February 9: A Bloomberg report suggests that Singh brothers had allegedly taken Rs 473 crore out of Fortis Healthcare (that they controlled) without the board's approval about a year ago. The funds were reported on the balance sheet of Fortis Healthcare as cash and cash equivalents, but the money was routed and placed under the control of the Singhs at the time. However, refuting the allegations, Fortis Hospitals says that it deployed funds in secured short-term investments with companies in normal course of treasury operations. A company release to the Bombay Stock Exchange says the "loans" were fully "secured", and were being repaid. Details here.

February 18: The Delhi Debts Recovery Tribunal (DRT) restrains Malvinder Mohan Singh, from selling his property in Lutyen's Delhi and some other assets in a bank loan default case. A bench headed by presiding officer GVK Raju passes the interim direction on an application by Yes Bank of Rs 569.64 crore loan given to Oscar Investment Ltd. for which Malvinder Mohan Singh was a guarantor. Details Here.

February 19: Days after Malvinder Mohan Singh and Shivinder Mohan Singh stepped down from the board of Fortis and diversified financial services firm Religare Enterprises, the Serious Fraud Investigation Office (SFIO) says that it would initiate a probe into alleged financial irregularities at Fortis Healthcare and Religare Enterprises, PTI reports.

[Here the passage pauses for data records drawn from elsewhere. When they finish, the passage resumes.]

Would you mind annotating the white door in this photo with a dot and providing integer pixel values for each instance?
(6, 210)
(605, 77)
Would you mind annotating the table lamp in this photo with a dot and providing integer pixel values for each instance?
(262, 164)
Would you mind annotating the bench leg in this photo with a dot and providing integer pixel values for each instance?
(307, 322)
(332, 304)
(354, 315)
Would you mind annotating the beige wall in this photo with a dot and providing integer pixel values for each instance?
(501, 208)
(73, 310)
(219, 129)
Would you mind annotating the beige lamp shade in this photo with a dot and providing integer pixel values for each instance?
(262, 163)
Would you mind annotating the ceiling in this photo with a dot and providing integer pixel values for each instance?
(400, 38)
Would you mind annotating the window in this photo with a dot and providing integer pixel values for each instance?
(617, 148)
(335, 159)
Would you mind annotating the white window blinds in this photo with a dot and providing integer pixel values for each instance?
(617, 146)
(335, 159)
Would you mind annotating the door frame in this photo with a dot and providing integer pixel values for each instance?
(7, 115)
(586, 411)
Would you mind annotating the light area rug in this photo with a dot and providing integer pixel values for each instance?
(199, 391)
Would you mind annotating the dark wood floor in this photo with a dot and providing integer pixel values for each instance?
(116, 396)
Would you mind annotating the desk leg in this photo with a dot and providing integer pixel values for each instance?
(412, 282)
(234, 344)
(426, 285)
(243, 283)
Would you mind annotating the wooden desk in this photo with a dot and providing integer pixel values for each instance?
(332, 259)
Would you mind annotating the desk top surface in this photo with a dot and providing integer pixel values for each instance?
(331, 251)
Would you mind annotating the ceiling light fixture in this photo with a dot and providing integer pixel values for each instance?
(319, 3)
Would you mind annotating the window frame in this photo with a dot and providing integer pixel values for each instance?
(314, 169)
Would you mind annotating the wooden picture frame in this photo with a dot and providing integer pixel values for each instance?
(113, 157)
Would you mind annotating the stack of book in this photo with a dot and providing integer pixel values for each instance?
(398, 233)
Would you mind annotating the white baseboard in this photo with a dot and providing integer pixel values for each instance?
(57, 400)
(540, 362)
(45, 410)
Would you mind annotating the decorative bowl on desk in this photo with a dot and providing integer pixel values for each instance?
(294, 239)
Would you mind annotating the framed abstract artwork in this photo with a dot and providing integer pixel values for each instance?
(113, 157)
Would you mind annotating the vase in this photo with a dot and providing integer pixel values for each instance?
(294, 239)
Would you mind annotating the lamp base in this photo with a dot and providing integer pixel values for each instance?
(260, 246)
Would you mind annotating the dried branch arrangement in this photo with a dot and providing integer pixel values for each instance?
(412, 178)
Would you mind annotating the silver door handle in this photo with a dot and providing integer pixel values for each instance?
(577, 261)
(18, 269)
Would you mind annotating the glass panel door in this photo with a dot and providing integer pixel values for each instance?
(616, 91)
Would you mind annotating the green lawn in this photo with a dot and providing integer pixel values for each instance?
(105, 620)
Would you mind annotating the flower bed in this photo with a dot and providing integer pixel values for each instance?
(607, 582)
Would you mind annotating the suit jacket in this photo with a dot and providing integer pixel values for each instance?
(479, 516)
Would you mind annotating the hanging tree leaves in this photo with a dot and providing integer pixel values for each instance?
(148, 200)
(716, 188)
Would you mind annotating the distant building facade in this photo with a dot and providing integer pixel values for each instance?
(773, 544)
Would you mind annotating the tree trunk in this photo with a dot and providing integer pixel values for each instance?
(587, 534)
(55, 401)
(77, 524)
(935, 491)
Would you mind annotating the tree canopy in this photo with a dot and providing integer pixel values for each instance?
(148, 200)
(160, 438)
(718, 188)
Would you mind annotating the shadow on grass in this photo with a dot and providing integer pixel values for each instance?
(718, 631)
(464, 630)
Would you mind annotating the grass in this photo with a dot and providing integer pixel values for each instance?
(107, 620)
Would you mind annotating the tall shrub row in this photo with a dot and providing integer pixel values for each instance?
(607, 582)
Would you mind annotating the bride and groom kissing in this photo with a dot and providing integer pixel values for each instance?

February 26: The Delhi High Court orders attachment of assets held by two investment companies of Singh brothers. The court also prohibits the two companies from operating their bank accounts, except for the purpose of payment of salaries to employees and satisfaction of statutory debts.

February 27: Fortis Healthcare, in a stock market filing, submits that it is not a party to the arbitration and/or not a party to ongoing proceedings in the Delhi High Court (against Singh brothers) and as such is not involved or impacted by its outcome. Also, Fortis says that the outcome of the proceeding will not have any material direct impact on the company or its operations.

March 13: Daiichi Sankyo writes to ED seeking an investigation on allegations that former Ranbaxy promoters Malvinder and Shivinder Singh siphoned the money off Fortis Healthcare and Religare Enterprises. Details here.